Mabé continues to make benches to leave for sale at the market, the day we go to the village. Self-absorbed in his work with the dedication of an artist, his tranquility is absolute. Rushing does not exist here and life happens at the rural pace of the Congo.
Children play ball every afternoon. Marinated in dust, they roam around the ground, chase and catch each other, hide and seek. What they lack in material wealth they have in tireless energy. They laugh their asses off for the mere fact of being children. They have no toys of any kind but that is no impediment to deprive themselves of having fun. Any object has the potential to be a toy, any motive is a perfect excuse to keep playing.
I extended my stay in Ondingui as much as I could, 5 days. I wanted to start building the oven by myself with Mabé and the neighbors, but to no avail. In the end, I had to commission the work and leave it paid for to the neighboring oven builder with whom I was finally able to meet. I was able to buy all the ingredients to make bread and leave a sort recipe written that indicates how to do it. This seemed more useful to me than to leave it to the fate of an immense task, such as waiting for Mabé to turn to another neighbor, a baker, to teach him how to make bread, or even less feasible, for the latter to approach them to explain how. I was able to mount drums to protect the flour from the mice and containers without rust to keep the oil. Finally, after long days of trying to explain the idea (and importance) behind saving money, I left in writing in a notebook how to manage the money I would leave with them to finally start the business and make it work. Mabé does not know how to read but his kid does.

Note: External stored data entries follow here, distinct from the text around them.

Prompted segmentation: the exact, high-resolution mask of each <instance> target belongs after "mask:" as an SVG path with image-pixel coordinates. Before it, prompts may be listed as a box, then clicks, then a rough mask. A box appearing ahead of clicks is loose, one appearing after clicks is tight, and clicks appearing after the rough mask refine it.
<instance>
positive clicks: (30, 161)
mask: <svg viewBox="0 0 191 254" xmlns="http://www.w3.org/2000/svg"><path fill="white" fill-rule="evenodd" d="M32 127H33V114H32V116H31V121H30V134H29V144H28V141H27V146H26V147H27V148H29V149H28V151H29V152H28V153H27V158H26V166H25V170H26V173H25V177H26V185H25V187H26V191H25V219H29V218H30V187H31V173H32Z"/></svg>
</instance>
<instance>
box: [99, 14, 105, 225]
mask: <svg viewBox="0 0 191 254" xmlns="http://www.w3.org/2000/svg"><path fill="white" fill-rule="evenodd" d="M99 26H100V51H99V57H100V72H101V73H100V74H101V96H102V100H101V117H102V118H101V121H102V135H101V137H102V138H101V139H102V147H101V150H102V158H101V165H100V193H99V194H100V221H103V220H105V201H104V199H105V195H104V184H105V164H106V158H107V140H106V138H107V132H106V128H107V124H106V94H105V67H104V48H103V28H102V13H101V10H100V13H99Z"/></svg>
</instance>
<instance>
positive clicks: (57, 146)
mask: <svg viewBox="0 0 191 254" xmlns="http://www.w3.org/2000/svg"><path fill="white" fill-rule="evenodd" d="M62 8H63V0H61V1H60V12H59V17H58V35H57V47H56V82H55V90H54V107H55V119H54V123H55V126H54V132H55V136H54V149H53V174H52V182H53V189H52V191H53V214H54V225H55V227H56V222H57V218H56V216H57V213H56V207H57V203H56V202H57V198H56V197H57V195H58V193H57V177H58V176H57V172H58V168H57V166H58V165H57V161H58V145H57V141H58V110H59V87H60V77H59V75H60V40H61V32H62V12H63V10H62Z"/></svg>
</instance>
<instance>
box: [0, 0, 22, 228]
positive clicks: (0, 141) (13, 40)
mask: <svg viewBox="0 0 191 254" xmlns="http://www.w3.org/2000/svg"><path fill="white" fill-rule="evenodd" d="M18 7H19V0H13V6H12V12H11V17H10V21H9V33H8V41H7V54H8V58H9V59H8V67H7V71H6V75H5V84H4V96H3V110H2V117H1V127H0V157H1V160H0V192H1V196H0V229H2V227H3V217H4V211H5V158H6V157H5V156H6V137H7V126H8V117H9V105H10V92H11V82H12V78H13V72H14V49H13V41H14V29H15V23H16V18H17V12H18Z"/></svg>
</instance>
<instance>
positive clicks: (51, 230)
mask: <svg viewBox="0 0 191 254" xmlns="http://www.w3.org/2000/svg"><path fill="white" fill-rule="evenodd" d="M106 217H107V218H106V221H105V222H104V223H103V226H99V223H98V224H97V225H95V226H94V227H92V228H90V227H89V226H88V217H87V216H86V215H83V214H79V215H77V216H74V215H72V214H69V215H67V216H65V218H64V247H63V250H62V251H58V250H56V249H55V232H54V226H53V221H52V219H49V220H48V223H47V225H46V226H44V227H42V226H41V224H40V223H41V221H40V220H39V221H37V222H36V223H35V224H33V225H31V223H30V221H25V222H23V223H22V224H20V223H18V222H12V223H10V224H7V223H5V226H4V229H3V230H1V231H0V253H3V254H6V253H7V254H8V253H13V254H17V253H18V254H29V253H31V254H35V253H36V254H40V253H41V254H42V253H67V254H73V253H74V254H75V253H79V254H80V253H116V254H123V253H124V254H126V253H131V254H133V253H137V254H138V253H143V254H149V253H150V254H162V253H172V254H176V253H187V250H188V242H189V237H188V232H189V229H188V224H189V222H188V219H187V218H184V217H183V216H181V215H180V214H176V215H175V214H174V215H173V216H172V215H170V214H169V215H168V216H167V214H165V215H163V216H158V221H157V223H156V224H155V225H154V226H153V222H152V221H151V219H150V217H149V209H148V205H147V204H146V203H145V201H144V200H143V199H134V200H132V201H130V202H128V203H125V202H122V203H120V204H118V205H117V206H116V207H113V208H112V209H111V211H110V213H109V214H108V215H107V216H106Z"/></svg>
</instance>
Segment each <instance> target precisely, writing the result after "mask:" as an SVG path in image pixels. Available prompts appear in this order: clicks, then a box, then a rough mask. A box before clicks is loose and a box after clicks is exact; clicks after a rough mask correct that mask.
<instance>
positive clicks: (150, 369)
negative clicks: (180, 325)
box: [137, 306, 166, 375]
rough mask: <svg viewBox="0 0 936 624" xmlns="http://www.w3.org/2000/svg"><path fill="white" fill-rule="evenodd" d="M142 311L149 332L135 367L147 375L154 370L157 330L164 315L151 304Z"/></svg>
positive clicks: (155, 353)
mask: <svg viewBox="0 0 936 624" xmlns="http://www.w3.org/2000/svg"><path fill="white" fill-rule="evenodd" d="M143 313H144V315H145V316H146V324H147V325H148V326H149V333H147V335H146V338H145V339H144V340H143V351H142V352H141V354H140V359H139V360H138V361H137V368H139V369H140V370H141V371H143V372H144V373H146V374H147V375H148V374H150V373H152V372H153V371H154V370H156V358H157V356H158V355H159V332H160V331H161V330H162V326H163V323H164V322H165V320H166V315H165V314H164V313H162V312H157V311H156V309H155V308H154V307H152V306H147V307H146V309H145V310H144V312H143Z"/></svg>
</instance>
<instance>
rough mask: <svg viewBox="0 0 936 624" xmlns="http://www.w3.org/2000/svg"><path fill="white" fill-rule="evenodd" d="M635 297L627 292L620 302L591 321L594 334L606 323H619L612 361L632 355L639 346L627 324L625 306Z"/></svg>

This simple experience, so simple in theory, as building a small bread oven in a village in the Congo and trying to make work a simple business gave me a clear idea of the enormous complexity behind the great material backwardness of Africa. It is a dimension that encompasses, from the most intrinsic aspects of many Africans, to how they try to coexist (with their innate customs and traditions), in a world where the existential models of Western development have been imposed by force. There is no easy solution to this.
I left Ondingui with more questions than the answers I was able provide during those days. To this day I have not managed to get my contact in the village to be at the only point where the elusive mobile phone network signal reaches the moment I call it. Therefore I was never able to know if the oven has finally been built or not. Part of me wants to be optimistic and believe that yes, it has been built. But my more down-to-earth side tells me that nothing has changed, that the money has vanished in the needs (and not so much needs) of the moment, that the ingredients were spoiled, and that the oven builder never bothered to get to the bakery to do his job.
Be that as it may, I have learned much from this experience, and if there is one thing I have never lacked, it is to have been treated and received with the deepest affection by people who have nothing but who do all they can within their limitations to live with dignity the hard life they've been born to live. More importantly, whatever they may lack, nothing prevents them from living with a broad smile on their faces. That leads me to think that I do not know if it is me who has more to learn from them, than they have to learn from me. I prefer to believe that the reality is that we both have a lot to learn from each other. Now, it is time to cross Gabon and enter the jungle.